脚本家・井上敏樹書き下ろしエッセイ『男と×××』第12回「男と男」 | PLANETS/第二次惑星開発委員会

宇野常寛責任編集 PLANETS 政治からサブカルチャーまで。未来へのブループリント

Serial

  • 2015.12.29
  • 井上敏樹

脚本家・井上敏樹書き下ろしエッセイ『男と×××』第12回「男と男」

PLANETSチャンネルに敏樹先生が帰ってきた!
新作小説『月神』も好評の、平成仮面ライダーシリーズでおなじみ脚本家・井上敏樹先生。そのエッセイ連載「男と×××」が今月よりPLANETSチャンネルで連載を再開します。
復帰後の第1回となる今回は、敏樹先生が駆け出し時代に出会い、その後の私生活をも脅かすことになる「恐るべき男」について語ります


 

井上敏樹エッセイ連載『男と×××』これまでの連載一覧はこちらから。

男 と 男
井上敏樹

昨日、電車に乗ると向かいの席の男に見覚えがあった。さて、誰だったかとしばらく考えて思い当たった。それは本人ではなかったが、私を脚本の世界に引き込んだ男に似ていたのである。額が大きく、鼻が高く、なによりも顔全体がひどくでかい。よく「でかい顔するな」という脅し文句を聞くがそんな台詞が虚しくなるほど大きい。座っていると顎の先が膝に着きそうである。それはそのまま男の自己主張の強さを物語っているようだった。

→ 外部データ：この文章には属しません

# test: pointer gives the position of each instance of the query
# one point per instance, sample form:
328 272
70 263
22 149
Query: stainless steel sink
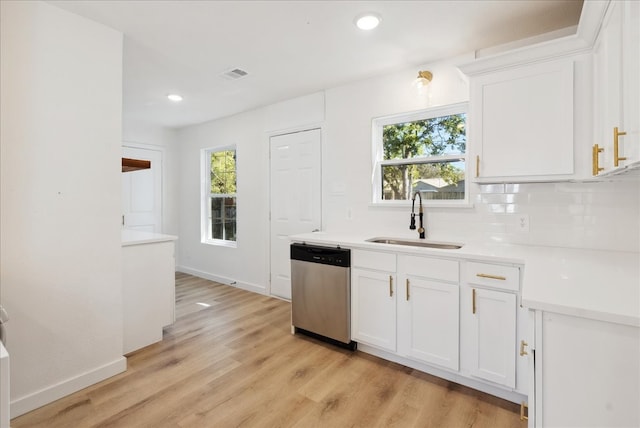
412 243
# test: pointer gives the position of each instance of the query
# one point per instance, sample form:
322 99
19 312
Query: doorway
142 192
296 195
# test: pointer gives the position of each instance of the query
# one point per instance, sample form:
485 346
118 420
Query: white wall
246 264
596 215
60 258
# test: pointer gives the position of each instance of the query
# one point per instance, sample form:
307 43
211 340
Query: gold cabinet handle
473 300
523 406
486 275
616 158
596 161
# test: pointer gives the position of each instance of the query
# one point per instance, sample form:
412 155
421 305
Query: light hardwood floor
230 360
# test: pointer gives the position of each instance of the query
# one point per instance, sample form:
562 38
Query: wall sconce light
423 79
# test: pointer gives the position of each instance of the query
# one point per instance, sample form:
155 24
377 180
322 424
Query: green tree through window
222 196
426 155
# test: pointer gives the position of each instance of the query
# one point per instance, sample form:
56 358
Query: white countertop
137 237
600 285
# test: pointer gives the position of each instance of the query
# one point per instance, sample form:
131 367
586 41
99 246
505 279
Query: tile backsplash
603 215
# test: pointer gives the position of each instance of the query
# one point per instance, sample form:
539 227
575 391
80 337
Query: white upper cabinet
616 89
522 122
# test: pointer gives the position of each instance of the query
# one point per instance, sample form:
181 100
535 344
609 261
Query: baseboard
52 393
509 395
260 289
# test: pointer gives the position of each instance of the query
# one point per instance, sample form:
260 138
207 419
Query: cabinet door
430 321
589 373
523 121
607 83
493 338
373 314
630 143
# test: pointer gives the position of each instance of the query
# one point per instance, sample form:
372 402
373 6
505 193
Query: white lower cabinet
492 324
428 310
455 318
586 373
428 322
373 312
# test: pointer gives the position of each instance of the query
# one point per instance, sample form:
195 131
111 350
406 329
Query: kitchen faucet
412 226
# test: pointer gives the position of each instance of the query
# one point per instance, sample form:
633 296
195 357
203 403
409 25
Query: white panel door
295 199
142 192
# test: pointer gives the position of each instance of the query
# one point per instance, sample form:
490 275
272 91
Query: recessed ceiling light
368 21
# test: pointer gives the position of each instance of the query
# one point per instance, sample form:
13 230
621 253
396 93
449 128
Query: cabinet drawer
496 276
445 270
373 260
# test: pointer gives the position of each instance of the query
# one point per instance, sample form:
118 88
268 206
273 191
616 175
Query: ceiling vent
234 74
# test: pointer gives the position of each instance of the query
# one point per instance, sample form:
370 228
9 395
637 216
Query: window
219 196
424 152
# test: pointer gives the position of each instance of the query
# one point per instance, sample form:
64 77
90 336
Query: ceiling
292 48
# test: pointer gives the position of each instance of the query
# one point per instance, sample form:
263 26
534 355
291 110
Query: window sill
220 243
426 204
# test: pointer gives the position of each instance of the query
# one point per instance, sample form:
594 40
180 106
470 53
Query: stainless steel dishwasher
321 293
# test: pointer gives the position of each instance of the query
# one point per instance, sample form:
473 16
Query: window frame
206 196
378 161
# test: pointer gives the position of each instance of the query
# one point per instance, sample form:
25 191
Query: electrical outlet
523 223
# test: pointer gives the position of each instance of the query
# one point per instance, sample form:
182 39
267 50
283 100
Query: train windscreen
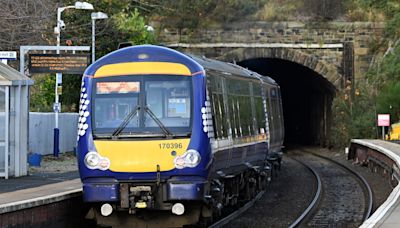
142 106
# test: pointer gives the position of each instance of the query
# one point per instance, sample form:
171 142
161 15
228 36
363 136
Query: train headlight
92 160
190 158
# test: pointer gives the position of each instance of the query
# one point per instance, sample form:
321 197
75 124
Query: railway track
343 198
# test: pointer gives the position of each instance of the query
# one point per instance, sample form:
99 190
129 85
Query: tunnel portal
307 99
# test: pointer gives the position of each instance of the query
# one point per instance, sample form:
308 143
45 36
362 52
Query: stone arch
325 69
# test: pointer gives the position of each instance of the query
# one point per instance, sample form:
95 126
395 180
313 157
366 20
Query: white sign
8 55
383 120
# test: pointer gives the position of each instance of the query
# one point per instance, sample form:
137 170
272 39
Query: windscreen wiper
158 122
126 120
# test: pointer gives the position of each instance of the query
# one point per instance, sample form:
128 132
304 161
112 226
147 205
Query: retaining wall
41 132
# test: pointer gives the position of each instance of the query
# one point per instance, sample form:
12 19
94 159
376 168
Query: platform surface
38 189
388 214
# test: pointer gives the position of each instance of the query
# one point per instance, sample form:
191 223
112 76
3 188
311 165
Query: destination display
58 63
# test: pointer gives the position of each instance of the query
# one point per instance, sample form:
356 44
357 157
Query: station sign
383 120
58 63
9 55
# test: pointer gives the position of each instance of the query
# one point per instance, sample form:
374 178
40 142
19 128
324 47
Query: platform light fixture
96 16
57 30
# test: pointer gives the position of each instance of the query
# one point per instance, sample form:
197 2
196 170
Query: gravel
287 196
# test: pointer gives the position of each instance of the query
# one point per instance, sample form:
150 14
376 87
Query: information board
58 63
383 120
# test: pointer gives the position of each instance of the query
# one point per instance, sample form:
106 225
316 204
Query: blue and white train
173 133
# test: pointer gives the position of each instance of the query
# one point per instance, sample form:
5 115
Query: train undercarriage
139 205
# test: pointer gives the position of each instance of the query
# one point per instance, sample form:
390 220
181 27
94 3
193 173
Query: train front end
142 134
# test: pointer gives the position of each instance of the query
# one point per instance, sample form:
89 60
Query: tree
25 22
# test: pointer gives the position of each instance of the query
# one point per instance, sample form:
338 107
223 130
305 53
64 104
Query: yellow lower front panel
141 156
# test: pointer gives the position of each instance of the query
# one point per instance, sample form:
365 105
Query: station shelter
14 112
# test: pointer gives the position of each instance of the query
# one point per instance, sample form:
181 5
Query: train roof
230 68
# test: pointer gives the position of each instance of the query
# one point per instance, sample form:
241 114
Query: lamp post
95 16
57 31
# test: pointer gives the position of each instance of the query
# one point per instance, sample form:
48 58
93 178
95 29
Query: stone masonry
326 61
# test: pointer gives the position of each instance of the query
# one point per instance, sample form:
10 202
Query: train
181 136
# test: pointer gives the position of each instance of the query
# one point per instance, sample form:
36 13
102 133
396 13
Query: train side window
218 108
259 108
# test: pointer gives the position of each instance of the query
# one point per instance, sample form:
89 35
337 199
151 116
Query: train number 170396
170 145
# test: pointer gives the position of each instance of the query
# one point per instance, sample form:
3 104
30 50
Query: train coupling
178 209
106 209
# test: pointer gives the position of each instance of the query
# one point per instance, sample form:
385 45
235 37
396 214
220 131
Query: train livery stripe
141 156
134 68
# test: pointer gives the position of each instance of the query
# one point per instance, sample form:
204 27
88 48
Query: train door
222 143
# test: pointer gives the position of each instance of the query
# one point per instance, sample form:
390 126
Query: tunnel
306 99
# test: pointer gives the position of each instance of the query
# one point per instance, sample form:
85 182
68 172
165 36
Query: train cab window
169 101
142 105
109 111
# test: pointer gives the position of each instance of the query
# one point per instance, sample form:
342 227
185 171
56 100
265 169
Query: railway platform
388 214
40 200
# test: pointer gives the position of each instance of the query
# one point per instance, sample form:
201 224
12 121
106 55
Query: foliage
42 93
353 115
125 23
389 101
134 25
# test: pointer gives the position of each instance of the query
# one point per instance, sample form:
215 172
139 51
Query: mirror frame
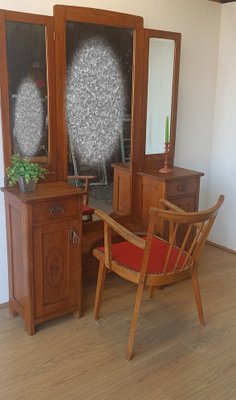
156 160
63 14
47 22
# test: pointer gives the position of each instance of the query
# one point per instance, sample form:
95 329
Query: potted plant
24 172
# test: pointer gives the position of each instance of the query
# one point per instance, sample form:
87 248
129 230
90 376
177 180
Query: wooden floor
174 358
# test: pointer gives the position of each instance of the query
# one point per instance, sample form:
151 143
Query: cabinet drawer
54 209
180 187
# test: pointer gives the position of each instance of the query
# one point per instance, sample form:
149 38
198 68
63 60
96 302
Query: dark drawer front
180 187
54 209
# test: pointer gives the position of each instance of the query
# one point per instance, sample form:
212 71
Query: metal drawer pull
181 188
57 209
74 236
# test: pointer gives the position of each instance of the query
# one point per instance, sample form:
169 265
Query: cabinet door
57 272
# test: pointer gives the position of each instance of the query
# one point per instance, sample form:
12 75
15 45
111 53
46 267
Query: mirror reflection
27 83
159 99
98 98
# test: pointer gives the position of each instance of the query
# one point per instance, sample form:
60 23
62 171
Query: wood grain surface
72 359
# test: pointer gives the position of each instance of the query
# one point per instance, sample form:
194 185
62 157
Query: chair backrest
167 255
187 233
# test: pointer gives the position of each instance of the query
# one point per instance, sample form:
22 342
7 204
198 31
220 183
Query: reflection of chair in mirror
83 182
152 260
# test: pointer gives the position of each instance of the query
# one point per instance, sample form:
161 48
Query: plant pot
26 187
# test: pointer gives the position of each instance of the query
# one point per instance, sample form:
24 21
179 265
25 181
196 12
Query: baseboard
221 247
4 305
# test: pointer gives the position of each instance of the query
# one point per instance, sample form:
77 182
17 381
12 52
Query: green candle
167 130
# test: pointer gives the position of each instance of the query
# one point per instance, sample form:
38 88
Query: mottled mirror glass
98 97
159 102
26 59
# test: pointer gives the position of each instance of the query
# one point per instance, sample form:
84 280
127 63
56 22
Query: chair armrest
121 230
172 206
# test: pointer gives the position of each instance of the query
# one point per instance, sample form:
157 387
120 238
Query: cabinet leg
30 327
13 313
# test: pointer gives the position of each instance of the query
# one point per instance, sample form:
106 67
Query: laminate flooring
174 359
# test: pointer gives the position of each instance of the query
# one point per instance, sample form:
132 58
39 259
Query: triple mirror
81 105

その男は出会った当時、ある大手の映画会社のプロデューサーをしていた。仮りに名前をSとするが、Sは私の父親と一緒に仕事をしていてその関係で私と知り合ったのである。酔った父が真夜中にSを家に連れてきて、その時、私はまだニキビだらけの高校生だった。当時の父は脚本家しての終焉に差しかかっており、私が大学生になると完全に駄目になってそうして私が父の跡を継いだのである。全くの素人である私に脚本のイロハを教えてくれたSはある意味で恩人なのだがこれがテレビのキャラクターとしても無理があるほど強烈な個性の持主であった。まず、肉体的にも精神的にも体力が凄い。実際、大学生の私は四十代のSに常時圧倒されっぱなしだった。仕事の打合せが終わると飯を奢ってくれ、それは大変ありがたいのだが、まず大抵は焼肉で、ハラミだのミノだのカルビクッパなどをマッカリを飲みながら腹に詰め込み、その後で必ずクラブに行く。